If you are on social media or watch the news you will see that people are increasingly quick to “cancel” someone they don’t agree with.

Canceling someone is publicly denouncing them and seeking to ruin their reputation or career. This practice is so common that it is now considered a form of online activism. 

This article is not about determining when and if it is ok to cancel someone or talk about specific instances. We can benefit from standing back a bit and considering if there are other ways we can go about standing up for what we believe and making a difference without canceling people.

The dangers of canceling people are not to be taken lightly. Canceling someone can have serious consequences for BOTH the person who is canceled and the ones who are canceling. There may be a benefit to not canceling the person and employing some other ideas. 

When a person is canceled and the underlying issue of why they are being canceled is addressed, it can appear as revenge. 

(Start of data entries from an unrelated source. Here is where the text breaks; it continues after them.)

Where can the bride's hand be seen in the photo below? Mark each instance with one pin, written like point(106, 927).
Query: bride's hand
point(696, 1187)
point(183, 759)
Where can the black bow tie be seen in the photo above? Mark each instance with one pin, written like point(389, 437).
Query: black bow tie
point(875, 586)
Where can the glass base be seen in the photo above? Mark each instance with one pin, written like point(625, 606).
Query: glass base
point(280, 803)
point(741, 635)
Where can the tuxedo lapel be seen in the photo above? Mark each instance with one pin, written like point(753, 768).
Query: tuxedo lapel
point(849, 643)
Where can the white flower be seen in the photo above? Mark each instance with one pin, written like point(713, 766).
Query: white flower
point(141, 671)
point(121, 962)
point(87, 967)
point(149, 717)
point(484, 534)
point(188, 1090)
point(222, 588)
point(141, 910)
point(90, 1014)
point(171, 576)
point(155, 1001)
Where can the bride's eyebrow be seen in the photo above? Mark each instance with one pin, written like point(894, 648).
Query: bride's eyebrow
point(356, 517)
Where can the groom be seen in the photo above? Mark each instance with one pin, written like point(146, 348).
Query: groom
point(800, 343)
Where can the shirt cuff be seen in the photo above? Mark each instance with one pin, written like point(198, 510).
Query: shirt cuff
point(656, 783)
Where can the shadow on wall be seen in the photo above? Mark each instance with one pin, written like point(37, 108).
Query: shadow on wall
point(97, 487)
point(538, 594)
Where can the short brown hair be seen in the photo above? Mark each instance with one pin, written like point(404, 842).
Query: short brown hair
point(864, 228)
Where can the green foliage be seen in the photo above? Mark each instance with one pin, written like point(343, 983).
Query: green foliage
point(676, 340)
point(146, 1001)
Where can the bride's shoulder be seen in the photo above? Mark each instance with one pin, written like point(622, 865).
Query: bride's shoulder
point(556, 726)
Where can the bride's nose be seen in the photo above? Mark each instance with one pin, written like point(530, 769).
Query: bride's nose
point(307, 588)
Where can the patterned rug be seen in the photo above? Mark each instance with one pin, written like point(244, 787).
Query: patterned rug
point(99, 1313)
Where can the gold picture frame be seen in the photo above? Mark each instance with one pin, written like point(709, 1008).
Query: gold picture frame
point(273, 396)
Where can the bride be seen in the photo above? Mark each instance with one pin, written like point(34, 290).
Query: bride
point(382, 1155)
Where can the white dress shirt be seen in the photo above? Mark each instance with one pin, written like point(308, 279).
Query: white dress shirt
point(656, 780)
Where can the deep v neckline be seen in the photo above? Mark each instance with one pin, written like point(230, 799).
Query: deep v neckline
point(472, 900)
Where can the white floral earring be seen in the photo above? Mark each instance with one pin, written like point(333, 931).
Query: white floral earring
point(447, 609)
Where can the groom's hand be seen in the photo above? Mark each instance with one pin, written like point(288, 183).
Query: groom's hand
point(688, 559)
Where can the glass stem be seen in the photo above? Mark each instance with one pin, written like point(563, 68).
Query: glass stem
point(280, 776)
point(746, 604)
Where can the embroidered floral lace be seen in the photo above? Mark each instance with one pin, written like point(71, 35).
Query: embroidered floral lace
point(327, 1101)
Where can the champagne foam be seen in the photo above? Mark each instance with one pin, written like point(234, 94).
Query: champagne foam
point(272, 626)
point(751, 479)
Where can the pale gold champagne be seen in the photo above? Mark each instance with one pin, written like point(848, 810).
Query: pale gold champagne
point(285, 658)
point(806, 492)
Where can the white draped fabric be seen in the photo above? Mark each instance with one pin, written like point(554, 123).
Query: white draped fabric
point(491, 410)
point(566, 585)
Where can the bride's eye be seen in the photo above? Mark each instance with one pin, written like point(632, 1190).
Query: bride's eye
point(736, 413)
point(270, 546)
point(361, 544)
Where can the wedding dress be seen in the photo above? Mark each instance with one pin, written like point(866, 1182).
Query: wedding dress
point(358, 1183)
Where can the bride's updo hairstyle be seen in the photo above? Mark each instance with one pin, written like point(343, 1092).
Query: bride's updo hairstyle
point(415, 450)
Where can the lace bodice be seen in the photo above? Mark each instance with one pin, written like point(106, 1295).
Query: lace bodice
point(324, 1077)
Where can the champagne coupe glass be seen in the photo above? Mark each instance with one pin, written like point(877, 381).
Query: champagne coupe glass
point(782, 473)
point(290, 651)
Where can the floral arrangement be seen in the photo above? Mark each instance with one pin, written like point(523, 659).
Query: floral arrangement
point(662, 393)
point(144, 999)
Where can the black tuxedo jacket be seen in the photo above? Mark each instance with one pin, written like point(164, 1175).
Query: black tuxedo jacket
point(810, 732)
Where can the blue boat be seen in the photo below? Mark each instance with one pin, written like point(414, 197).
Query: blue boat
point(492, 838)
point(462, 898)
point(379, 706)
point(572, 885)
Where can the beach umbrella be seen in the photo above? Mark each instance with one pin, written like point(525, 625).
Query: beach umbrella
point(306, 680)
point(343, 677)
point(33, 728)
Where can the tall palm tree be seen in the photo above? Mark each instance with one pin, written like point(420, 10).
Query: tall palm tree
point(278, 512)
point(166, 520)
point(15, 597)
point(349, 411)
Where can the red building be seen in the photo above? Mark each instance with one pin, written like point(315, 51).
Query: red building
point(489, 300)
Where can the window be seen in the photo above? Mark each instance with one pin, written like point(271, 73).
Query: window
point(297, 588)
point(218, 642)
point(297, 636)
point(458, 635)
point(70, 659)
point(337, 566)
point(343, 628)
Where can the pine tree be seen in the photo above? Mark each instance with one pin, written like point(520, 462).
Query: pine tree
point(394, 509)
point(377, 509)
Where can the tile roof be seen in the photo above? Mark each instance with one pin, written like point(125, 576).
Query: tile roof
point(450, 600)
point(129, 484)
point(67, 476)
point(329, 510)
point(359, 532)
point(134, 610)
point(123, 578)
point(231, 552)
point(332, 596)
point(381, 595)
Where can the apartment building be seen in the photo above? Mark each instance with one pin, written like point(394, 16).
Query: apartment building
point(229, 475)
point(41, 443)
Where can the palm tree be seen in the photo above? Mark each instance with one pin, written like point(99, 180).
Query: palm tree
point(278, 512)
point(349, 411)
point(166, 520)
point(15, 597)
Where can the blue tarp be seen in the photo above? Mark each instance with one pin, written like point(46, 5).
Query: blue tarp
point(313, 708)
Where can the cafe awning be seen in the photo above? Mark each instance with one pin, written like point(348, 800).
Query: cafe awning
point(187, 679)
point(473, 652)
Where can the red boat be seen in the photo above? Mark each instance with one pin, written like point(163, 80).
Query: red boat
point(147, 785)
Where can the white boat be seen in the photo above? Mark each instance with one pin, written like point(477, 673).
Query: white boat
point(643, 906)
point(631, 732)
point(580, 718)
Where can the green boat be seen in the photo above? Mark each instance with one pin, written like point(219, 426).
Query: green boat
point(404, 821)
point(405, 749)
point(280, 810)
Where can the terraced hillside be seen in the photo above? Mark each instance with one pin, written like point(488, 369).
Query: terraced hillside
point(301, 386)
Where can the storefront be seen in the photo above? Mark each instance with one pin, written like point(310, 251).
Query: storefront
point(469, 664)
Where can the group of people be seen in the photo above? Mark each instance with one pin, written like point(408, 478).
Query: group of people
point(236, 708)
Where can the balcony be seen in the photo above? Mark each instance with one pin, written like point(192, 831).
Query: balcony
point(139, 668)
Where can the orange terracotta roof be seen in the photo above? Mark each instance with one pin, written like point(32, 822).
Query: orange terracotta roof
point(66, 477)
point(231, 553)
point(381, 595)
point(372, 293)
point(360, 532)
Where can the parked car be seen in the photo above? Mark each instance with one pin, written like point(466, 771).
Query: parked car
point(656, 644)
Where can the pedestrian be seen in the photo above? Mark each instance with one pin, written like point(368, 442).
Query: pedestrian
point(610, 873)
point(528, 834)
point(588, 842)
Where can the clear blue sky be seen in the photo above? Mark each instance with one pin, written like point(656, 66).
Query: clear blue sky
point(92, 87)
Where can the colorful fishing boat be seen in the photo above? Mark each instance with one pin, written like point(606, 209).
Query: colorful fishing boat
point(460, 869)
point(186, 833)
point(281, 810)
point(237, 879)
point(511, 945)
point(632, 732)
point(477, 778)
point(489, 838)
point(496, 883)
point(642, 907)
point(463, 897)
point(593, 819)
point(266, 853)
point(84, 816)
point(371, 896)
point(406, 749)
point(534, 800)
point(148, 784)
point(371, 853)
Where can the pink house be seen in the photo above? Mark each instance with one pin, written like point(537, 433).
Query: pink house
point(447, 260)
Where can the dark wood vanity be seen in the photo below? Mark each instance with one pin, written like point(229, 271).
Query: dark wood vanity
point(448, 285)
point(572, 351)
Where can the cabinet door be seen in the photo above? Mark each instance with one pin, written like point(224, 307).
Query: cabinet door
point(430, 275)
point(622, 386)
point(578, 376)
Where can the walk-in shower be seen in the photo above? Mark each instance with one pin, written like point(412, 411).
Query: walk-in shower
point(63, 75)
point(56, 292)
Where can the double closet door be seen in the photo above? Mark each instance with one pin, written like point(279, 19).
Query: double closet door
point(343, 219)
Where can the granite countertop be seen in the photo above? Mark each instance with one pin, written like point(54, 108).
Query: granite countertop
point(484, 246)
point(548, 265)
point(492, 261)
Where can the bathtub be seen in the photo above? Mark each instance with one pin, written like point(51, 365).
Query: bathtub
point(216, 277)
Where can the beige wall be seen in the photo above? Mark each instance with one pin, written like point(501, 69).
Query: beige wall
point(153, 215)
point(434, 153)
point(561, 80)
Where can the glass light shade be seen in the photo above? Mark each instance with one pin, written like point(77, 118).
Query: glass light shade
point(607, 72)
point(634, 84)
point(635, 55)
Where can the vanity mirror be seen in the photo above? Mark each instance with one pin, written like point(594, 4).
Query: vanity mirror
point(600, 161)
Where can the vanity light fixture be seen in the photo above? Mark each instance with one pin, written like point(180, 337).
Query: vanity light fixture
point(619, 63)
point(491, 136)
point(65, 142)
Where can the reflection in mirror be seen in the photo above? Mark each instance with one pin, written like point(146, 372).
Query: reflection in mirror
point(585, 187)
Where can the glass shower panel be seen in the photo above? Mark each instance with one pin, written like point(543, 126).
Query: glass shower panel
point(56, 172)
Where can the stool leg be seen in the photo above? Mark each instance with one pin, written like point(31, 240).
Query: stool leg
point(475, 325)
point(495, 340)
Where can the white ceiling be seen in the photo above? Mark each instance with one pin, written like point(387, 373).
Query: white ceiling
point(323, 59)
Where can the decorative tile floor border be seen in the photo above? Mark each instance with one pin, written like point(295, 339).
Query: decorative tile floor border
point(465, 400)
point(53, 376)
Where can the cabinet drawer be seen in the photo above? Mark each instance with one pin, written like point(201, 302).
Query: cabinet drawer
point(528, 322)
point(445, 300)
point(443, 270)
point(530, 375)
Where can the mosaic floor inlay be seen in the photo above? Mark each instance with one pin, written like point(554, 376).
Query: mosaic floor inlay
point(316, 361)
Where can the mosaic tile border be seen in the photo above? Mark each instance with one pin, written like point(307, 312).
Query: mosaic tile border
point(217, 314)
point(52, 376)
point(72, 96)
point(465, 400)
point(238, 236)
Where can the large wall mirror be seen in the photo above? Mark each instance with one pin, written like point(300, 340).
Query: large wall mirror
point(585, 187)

Canceling someone can also lead to a cycle of cancel culture, where people are constantly on the defensive and people are judged on the basis of their perceived “wrongdoing” rather than on the actual facts of the situation. People may be hesitant to ask a question because of the response they may engender. 

Furthermore, canceling someone can also create a sense of mistrust and division in a community. When someone is canceled, it often leads to a feeling of “us vs. them”. This can lead to an atmosphere of hostility and division, which is not conducive to open and productive dialogue. People dig in their heels and will not listen to other’s thoughts.

Finally, canceling someone can also lead to a lack of accountability. When someone is canceled, it can make it difficult for them to learn from their mistakes and make amends. This can lead to a situation where people are not held accountable for their actions, which can further damage the community. 

Fortunately, there are other options available for dealing with what people say and do. 

  • Clarify if what was said is actually what was meant. It may be an unfortunate choice of words or not understanding what something means. 
  • Can we talk? Rather than canceling someone, it is often more effective to engage in meaningful dialogue and seek to understand each other’s perspectives. This can help to foster understanding and empathy, and can lead to more constructive conversations. 
  • Another option is to practice restorative justice. This involves holding people accountable for their actions, but also focusing on helping them to learn from their mistakes and repair any damage they may have caused. This can be a more effective and less damaging way of dealing with people’s wrongdoings and ultimately help your cause. You can create an ally instead of an enemy. 

Think twice before you cancel. Seek to clarify, understand and educate.